Отец Михаил помолился на иконы, низко поклонился сидевшему паломнику и пошел было из гостиной кельи. Стуколов воротил его с полдороги.
– Картинок много? – спросил он.
– Есть, – шепотом ответил отец Михаил.
– Много ль?
– Синих на две тысячи, красных на три с половиной…
– Что лениво стал работать? – слегка усмехнувшись, молвил паломник.
– Боязно, Якимушка, – прошептал игумен, наклоняясь к самому уху Стуколова. – Наезды пошли частые: намедни исправник двое суток выжил, становой приезжал… Долго ль до беды?..
– Чать, не каждый день наезжают, а запоры у тебя крепкие, собаки злые – больно-то трусить, кажись бы, нечего… Давай красных, за каждую сотню по двадцати рублев «романовскими»[99].
– По тридцати намедни платили, – молвил игумен.
– Была цена, стала другая. Неси скорей, получай семьсот рублей государевых, – сказал Стуколов.
– Обидно будет, Яким Прохорыч, право, обидно. Никогда такой цены не бывало.
– Мало ль чего прежде не бывало, – подхватил Стуколов. – Прежде в монастырях и картинок не писали, а ноне пишут. Всякому дневи довлеет злоба его.
– Прикинь хошь пять рубликов, – жалобно просил отец Михаил.
– Сказано двадцать, копейки не прикину.
– Ну, три рублевика!
– Ах, отче, отче, – покачивая головой, сказал отцу Михаилу паломник. – Люди говорят – человек ты умный, на свете живешь довольно, а того не разумеешь, что на твоем товаре торговаться тебе не приходится. Ну, не возьму я твоих картинок, кому сбудешь?.. Не на базар везти!.. Бери да не хнычь… По рублику пристегну беззубому на орехи… Неси скорее.
– По два бы прибавил, касатик, – клянчил игумен. – Любезненькой ты мой!.. Право, обидно!
– Не ври, отче, надоел, – неси скорее.
– А синих не надо? – спросил отец Михаил.
– Синих не надо.
– Что так? Взял бы уж заодно.
– Синих не надо, – стоял на своем паломник.
– Не все ль одно? Взял бы уж и синие. Я бы по двадцати отдал.
– Копейки не дам, – решительно сказал Стуколов.
– Да чем же они тебе стали противны?
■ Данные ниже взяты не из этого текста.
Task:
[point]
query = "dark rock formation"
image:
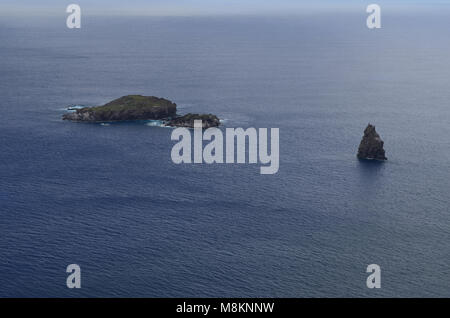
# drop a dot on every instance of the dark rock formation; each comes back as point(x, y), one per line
point(187, 120)
point(137, 107)
point(131, 107)
point(371, 146)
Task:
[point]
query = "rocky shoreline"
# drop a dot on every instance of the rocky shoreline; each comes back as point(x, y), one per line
point(138, 107)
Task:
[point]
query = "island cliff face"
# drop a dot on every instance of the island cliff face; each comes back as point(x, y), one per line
point(138, 107)
point(371, 146)
point(131, 107)
point(187, 120)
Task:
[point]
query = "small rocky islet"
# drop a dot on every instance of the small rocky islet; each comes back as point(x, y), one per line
point(138, 107)
point(371, 146)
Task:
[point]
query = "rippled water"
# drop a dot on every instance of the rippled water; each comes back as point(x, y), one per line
point(110, 199)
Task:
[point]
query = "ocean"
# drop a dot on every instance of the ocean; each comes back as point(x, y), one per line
point(110, 199)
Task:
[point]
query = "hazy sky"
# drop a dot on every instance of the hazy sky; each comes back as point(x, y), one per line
point(196, 7)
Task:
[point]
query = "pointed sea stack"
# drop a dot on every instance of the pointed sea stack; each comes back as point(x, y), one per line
point(371, 146)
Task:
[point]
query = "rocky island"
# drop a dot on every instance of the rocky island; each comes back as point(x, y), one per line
point(208, 120)
point(371, 146)
point(138, 107)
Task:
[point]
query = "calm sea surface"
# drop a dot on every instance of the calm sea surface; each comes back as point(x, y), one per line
point(110, 199)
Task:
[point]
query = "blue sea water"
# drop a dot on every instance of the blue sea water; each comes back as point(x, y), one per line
point(110, 199)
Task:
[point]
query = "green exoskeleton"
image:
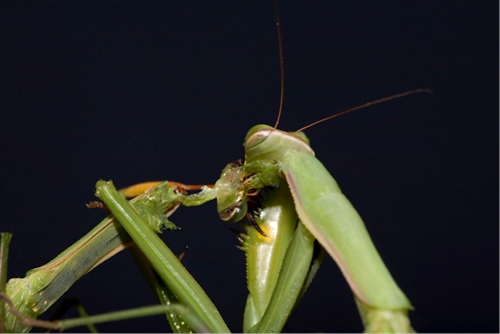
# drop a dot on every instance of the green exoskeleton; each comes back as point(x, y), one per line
point(285, 160)
point(297, 213)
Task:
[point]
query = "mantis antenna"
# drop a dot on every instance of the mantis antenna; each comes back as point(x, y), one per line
point(276, 10)
point(392, 97)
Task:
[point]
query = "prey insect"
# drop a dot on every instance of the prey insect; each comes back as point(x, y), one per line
point(297, 214)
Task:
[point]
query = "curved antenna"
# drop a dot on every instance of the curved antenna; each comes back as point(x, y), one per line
point(416, 91)
point(276, 11)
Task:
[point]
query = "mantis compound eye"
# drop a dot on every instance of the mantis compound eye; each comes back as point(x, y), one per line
point(235, 212)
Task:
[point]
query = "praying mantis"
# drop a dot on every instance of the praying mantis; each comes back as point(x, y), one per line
point(274, 182)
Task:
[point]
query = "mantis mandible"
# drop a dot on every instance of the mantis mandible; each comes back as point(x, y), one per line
point(285, 161)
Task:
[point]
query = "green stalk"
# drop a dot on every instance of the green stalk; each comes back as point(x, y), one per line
point(165, 263)
point(4, 257)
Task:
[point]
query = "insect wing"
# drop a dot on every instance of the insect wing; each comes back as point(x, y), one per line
point(334, 222)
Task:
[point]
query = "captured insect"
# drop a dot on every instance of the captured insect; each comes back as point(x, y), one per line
point(297, 215)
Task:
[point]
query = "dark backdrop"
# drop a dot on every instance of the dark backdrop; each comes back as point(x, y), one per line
point(134, 91)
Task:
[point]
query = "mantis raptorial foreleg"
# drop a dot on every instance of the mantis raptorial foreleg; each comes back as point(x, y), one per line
point(42, 286)
point(164, 262)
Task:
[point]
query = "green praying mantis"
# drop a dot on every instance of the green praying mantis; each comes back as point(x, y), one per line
point(297, 214)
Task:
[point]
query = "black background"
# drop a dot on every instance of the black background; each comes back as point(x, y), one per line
point(134, 91)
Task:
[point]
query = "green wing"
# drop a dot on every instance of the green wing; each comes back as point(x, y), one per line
point(334, 222)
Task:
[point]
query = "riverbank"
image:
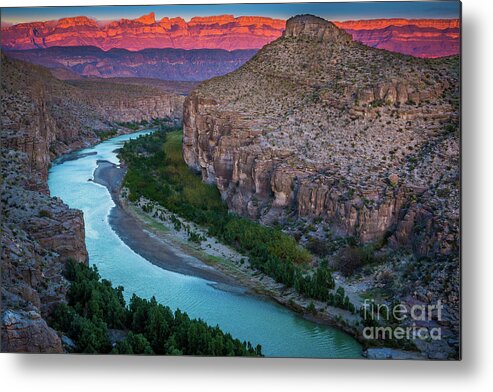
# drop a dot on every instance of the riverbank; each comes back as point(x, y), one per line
point(141, 237)
point(150, 234)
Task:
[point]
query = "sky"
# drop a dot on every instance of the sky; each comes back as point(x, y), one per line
point(330, 11)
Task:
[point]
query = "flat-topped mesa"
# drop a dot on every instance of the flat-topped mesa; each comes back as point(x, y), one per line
point(315, 28)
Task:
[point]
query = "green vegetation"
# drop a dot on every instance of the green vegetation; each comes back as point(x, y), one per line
point(161, 124)
point(156, 171)
point(94, 306)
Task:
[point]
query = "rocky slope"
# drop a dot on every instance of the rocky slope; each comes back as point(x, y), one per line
point(344, 140)
point(428, 38)
point(418, 37)
point(213, 32)
point(41, 118)
point(167, 64)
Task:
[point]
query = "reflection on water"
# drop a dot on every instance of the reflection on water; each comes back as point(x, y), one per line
point(278, 330)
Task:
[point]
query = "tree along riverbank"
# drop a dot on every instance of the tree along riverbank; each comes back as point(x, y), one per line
point(160, 189)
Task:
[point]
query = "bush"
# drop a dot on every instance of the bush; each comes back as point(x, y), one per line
point(94, 305)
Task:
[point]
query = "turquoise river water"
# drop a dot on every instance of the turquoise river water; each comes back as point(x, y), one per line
point(281, 332)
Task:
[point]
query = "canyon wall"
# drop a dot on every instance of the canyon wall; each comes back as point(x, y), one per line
point(42, 118)
point(318, 126)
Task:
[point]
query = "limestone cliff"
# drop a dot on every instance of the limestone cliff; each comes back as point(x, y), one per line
point(41, 118)
point(319, 126)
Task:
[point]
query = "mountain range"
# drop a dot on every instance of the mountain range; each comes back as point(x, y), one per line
point(338, 143)
point(417, 37)
point(165, 64)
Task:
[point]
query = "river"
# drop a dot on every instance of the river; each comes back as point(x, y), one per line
point(281, 332)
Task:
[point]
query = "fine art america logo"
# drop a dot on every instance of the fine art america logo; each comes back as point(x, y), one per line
point(398, 321)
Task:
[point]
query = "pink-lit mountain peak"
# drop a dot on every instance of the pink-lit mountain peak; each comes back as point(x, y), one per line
point(417, 37)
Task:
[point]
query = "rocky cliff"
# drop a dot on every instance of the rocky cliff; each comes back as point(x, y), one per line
point(320, 127)
point(214, 32)
point(418, 37)
point(166, 64)
point(41, 118)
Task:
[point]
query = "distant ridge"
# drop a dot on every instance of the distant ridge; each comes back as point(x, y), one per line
point(417, 37)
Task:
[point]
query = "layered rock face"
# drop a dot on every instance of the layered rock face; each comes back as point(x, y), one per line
point(41, 118)
point(429, 38)
point(418, 37)
point(214, 32)
point(166, 64)
point(321, 127)
point(45, 117)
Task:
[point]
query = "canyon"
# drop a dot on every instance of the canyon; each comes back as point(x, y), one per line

Кажись, картинки хорошие, – уговаривал игумен.
– То-то и есть, что не хорошие, – подхватил Стуколов. – Слепой увидит, какого завода. Тебе бы лучше их вовсе не тяпать. Не ровен час, влопаешься.
– Сбывали же прежде, Якимушка, – молвил игумен. – Авось, Бог милостив, и теперь сбудем… Дай хоть по восьмнадцати.
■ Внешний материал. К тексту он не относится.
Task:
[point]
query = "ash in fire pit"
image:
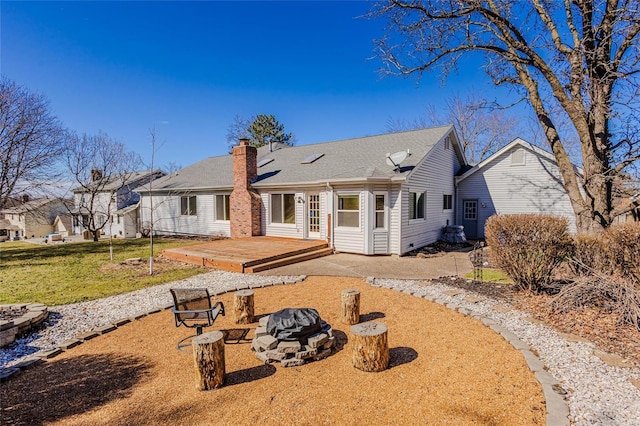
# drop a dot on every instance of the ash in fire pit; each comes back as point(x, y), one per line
point(292, 337)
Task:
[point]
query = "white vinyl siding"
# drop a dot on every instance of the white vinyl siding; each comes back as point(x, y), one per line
point(434, 175)
point(283, 209)
point(223, 211)
point(349, 239)
point(535, 186)
point(168, 220)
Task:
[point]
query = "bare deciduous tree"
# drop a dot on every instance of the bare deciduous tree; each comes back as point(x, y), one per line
point(31, 141)
point(102, 168)
point(579, 58)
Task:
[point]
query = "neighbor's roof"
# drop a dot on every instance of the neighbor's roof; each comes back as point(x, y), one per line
point(359, 159)
point(118, 181)
point(31, 205)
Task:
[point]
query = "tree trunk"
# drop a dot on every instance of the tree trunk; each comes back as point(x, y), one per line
point(209, 362)
point(350, 307)
point(370, 346)
point(243, 306)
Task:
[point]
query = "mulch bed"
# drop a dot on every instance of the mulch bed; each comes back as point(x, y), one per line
point(445, 368)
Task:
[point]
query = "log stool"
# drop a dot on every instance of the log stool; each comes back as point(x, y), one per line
point(350, 307)
point(370, 346)
point(208, 356)
point(243, 306)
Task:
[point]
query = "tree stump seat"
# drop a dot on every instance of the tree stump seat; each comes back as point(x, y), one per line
point(370, 347)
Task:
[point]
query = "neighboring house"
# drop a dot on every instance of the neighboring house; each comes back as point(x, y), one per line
point(519, 178)
point(346, 192)
point(33, 218)
point(114, 203)
point(63, 224)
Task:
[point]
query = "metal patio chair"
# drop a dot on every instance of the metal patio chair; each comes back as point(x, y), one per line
point(192, 308)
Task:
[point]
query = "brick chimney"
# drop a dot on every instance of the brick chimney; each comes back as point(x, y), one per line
point(245, 202)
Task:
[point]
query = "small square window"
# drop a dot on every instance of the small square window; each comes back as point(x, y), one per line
point(188, 205)
point(416, 205)
point(447, 202)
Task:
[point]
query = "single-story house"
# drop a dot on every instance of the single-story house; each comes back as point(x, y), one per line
point(519, 178)
point(33, 218)
point(385, 194)
point(112, 202)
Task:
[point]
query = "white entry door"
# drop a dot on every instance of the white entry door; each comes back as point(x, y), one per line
point(313, 216)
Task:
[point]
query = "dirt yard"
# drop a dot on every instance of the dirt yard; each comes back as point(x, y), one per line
point(445, 369)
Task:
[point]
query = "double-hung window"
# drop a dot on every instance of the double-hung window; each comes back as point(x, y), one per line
point(416, 205)
point(380, 211)
point(188, 205)
point(349, 210)
point(283, 208)
point(447, 202)
point(222, 207)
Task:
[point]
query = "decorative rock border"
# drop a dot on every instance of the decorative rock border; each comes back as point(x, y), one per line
point(10, 329)
point(557, 407)
point(39, 357)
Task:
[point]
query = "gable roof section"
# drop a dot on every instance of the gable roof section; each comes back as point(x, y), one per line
point(517, 141)
point(348, 160)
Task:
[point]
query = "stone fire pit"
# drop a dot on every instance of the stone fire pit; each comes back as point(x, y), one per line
point(292, 337)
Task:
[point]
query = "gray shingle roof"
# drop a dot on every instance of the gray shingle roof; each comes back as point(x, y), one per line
point(356, 159)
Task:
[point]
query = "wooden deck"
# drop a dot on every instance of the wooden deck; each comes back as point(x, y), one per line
point(249, 255)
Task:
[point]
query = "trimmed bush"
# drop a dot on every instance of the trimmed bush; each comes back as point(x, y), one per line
point(528, 247)
point(623, 246)
point(590, 254)
point(609, 293)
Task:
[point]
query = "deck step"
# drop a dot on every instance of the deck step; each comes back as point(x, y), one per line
point(290, 260)
point(287, 255)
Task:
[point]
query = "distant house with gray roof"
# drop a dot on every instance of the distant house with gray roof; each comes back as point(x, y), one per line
point(385, 194)
point(112, 202)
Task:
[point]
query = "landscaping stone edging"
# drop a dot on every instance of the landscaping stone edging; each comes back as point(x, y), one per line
point(557, 407)
point(37, 358)
point(11, 329)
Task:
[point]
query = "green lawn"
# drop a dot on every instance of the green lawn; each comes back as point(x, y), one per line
point(58, 274)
– И в руки такую дрянь не возьму, – отвечал паломник. – Погляди-ка на орла-то – хорош вышел, нечего сказать!.. Курица, не орел, да еще одно крыло меньше другого… Мой совет: спусти-ка ты до греха весь пятирублевый струмент в Усту, кое место поглубже. Право…
– Пожалуй, что и так, – согласился игумен. – А последышки-то взял бы, родной, право… Не обидь старика, Якимушка… Так уж и быть, бери по пятнадцати романовских.
– Не надо… Неси красные…
Замялся игумен на месте, но Стуколов так на него крикнул, что тот почти бегом побежал из гостиницы.
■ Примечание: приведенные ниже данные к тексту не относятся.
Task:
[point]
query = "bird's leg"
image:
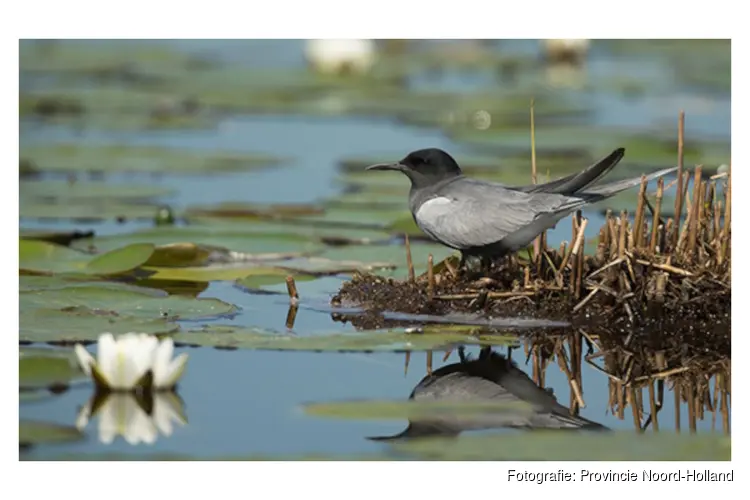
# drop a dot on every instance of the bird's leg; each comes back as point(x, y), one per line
point(486, 265)
point(462, 354)
point(462, 262)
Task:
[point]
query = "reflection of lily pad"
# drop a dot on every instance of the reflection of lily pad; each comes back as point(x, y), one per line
point(82, 311)
point(556, 446)
point(230, 237)
point(391, 254)
point(63, 238)
point(640, 149)
point(414, 410)
point(76, 158)
point(43, 257)
point(67, 192)
point(31, 432)
point(46, 367)
point(376, 340)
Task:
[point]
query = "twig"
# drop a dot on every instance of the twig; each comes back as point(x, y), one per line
point(693, 228)
point(657, 214)
point(680, 162)
point(490, 295)
point(291, 289)
point(571, 379)
point(409, 263)
point(430, 278)
point(638, 222)
point(664, 267)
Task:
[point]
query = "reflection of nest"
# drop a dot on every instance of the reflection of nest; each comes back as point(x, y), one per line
point(653, 302)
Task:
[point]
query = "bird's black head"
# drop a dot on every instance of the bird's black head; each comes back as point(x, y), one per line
point(424, 167)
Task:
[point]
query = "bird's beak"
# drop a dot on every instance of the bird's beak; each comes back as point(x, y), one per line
point(387, 166)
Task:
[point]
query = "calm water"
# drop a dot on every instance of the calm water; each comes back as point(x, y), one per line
point(248, 402)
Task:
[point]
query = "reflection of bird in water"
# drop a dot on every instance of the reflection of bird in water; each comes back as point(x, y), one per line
point(491, 377)
point(330, 56)
point(567, 50)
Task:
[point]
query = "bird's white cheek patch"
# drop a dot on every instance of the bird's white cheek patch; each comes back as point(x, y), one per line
point(434, 207)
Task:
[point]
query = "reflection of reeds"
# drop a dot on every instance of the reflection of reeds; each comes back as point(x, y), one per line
point(692, 390)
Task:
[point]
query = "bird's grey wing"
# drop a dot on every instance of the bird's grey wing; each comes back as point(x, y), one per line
point(471, 213)
point(461, 387)
point(574, 183)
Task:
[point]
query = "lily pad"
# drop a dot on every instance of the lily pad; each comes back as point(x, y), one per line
point(395, 255)
point(74, 157)
point(559, 446)
point(67, 192)
point(32, 432)
point(43, 257)
point(81, 312)
point(226, 236)
point(86, 212)
point(63, 238)
point(413, 410)
point(641, 149)
point(434, 338)
point(38, 368)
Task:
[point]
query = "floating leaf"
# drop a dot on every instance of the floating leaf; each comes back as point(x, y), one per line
point(376, 340)
point(31, 433)
point(413, 410)
point(221, 236)
point(43, 257)
point(578, 446)
point(76, 158)
point(82, 311)
point(81, 191)
point(63, 238)
point(38, 368)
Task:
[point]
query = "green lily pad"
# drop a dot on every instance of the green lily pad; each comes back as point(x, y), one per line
point(395, 255)
point(559, 446)
point(218, 272)
point(435, 337)
point(43, 257)
point(63, 238)
point(31, 433)
point(68, 56)
point(77, 158)
point(652, 150)
point(82, 311)
point(38, 368)
point(226, 236)
point(67, 192)
point(413, 410)
point(298, 229)
point(264, 280)
point(90, 211)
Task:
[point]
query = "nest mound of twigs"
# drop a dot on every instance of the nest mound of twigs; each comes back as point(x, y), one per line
point(664, 285)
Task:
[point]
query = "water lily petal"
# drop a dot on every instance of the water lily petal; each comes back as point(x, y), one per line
point(85, 360)
point(125, 372)
point(107, 355)
point(82, 420)
point(162, 357)
point(145, 351)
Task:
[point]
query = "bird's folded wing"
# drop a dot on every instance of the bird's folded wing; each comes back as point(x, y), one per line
point(474, 213)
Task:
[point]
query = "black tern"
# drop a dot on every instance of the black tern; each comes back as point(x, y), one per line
point(487, 219)
point(491, 377)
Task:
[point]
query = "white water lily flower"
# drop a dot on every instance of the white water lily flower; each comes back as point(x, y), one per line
point(123, 415)
point(339, 56)
point(124, 363)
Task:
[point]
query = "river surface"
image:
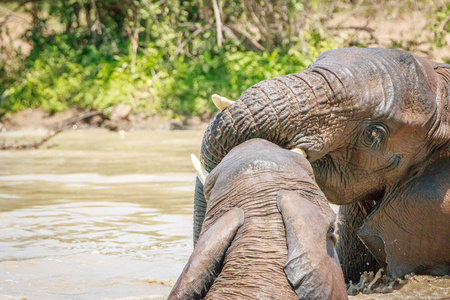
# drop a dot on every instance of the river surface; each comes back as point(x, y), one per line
point(102, 215)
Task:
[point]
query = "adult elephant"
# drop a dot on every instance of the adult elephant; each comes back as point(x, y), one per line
point(371, 122)
point(268, 231)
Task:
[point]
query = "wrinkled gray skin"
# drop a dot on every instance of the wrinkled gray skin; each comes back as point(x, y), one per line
point(268, 231)
point(373, 123)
Минут через пять отец Михаил принес красные картинки и получил от паломника семьсот рублей. Долго опытный глаз игумна рассматривал на свет каждую бумажку, мял между пальцами и оглядывал со всех сторон.
Яким Прохорыч уселся дописывать письмо.
Переглядев бумажки, игумен заговорил было с паломником, назвал его и любезненьким и касатиком; но «касатик», не поднимая головы, махнул рукой, и среброкудрый Михаил побрел из кельи на цыпочках, а в сенях строго-настрого наказал отцу Спиридонию самому не входить и никого не пускать в гостиную келью, не помешать бы Якиму Прохорычу.